A community is celebrating victory after a communications company decided not install a mobile phone mast - despite winning planning permission.

Mobile giant T-Mobile had been granted permission to install a 10-metre mast and groundbase equipment 100 metres from St Andrew's Primary School in Headington, Oxford.

Local residents, concerned parents and Oxford East MP Andrew Smith all rallied against the plans, and gathered more than 500 signatures on a petition against the proposal.

Peter Rainbird, community governor for the school, said the whole community was delighted at the news.

He said: "Everyone I've spoken to is quite relieved this is not going ahead.

"It was not just the mast, but also the control box that we felt would have been a real safety hazard, right in the middle of the pavement."

Dr Rainbird said he believed the petition had made impact on the company - causing it to reconsider its plans.
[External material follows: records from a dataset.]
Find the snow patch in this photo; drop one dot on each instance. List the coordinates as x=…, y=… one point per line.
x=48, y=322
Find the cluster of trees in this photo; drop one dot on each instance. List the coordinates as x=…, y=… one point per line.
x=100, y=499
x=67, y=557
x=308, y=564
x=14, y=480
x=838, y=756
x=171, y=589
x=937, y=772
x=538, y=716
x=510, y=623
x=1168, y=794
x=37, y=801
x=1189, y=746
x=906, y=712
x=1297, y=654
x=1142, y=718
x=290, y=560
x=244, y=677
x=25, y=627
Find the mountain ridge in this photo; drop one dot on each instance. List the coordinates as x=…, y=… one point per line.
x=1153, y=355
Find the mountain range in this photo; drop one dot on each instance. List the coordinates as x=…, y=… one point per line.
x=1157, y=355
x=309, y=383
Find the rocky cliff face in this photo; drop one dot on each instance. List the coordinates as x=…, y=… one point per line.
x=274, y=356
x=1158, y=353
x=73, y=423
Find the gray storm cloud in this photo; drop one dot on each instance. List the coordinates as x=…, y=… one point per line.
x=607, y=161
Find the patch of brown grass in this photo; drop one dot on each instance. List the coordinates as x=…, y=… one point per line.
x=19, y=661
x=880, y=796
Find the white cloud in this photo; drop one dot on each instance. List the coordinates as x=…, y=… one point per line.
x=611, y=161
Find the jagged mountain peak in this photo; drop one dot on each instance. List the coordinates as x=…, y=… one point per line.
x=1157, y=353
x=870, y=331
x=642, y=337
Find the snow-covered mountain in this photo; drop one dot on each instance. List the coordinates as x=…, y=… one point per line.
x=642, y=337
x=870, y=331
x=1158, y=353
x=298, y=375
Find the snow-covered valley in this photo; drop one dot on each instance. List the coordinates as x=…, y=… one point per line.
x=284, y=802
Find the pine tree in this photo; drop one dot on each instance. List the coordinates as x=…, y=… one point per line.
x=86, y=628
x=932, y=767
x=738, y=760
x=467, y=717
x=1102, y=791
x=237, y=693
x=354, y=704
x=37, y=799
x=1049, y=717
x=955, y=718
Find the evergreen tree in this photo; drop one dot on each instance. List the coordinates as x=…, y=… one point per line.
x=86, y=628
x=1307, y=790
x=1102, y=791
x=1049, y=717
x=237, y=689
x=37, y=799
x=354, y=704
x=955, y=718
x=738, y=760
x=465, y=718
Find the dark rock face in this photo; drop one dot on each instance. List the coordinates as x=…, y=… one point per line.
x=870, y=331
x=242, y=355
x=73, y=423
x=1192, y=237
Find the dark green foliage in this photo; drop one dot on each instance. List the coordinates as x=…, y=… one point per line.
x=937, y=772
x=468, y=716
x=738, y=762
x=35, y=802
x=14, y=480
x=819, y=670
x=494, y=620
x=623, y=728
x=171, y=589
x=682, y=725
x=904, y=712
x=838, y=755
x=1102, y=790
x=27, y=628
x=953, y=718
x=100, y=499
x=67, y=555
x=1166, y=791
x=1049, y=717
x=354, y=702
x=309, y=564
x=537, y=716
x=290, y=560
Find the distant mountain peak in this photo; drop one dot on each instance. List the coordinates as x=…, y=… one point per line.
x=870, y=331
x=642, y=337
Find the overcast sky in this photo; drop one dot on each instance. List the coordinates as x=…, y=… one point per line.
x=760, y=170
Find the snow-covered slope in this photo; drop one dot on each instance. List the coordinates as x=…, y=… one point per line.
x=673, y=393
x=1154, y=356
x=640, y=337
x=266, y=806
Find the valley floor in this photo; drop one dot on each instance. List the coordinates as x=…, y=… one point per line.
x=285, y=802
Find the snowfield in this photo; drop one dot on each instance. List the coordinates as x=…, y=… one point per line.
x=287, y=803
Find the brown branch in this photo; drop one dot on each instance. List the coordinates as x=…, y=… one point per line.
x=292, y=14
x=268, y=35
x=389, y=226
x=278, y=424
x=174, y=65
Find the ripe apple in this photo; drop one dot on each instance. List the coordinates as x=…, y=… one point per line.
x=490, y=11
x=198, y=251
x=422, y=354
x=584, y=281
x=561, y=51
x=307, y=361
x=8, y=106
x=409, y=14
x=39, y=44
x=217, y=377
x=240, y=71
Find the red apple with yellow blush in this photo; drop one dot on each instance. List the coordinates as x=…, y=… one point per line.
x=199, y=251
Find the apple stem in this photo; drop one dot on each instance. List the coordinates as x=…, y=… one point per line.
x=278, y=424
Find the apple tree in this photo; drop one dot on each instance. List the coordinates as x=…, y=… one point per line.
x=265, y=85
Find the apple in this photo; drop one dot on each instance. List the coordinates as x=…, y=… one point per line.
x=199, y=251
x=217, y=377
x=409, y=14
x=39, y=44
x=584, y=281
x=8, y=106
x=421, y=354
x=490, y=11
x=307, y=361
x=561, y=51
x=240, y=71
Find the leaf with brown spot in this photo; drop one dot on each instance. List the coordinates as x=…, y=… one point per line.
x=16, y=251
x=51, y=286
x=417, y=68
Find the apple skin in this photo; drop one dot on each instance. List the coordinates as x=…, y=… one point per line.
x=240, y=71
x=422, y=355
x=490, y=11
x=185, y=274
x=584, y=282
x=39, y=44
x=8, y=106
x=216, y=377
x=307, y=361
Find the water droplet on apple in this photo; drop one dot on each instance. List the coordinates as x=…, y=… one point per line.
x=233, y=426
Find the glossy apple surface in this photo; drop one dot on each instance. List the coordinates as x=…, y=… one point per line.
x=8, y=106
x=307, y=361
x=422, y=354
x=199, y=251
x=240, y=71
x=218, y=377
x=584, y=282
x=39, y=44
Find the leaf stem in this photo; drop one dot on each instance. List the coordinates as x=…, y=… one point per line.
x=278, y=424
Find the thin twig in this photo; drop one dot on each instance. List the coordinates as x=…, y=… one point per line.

He said: "If we had not fought our corner it may well have gone ahead. Without that groundswell of public opinion, who knows what would have happened."

Lou Houghok, of London Road, whose seven-year-old daughter Freida is a pupil at St Andrew's, said the decision not to install the mast was a "victory for common sense."

She said: "I'm delighted it's not going ahead as it would have been yet another obstruction on a pavement that is already very hazardous.

"Not enough is being done as it is to improve the safety of pedestrians and cyclists on this road and this would have made matters worse."

Mr Smith said the mobile company's decision not to go ahead with plans has shown it was worth battling on and arguing the case - even when planning permission had been granted.

He added: "It's really good that T-Mobile has at last taken notice of what I and local residents have been saying to them.

"But it would have saved everyone a lot of worry if they had thought better of proposing this site in the first place."

T-Mobile said it had decided not to progress with the site, despite having planning permission in place.

A spokesman added: "The operators accept that they must develop their networks in such a way as to achieve a proper balance between supporting the public's mobile phone use, on one hand, and maintaining environmental sustainability on the other."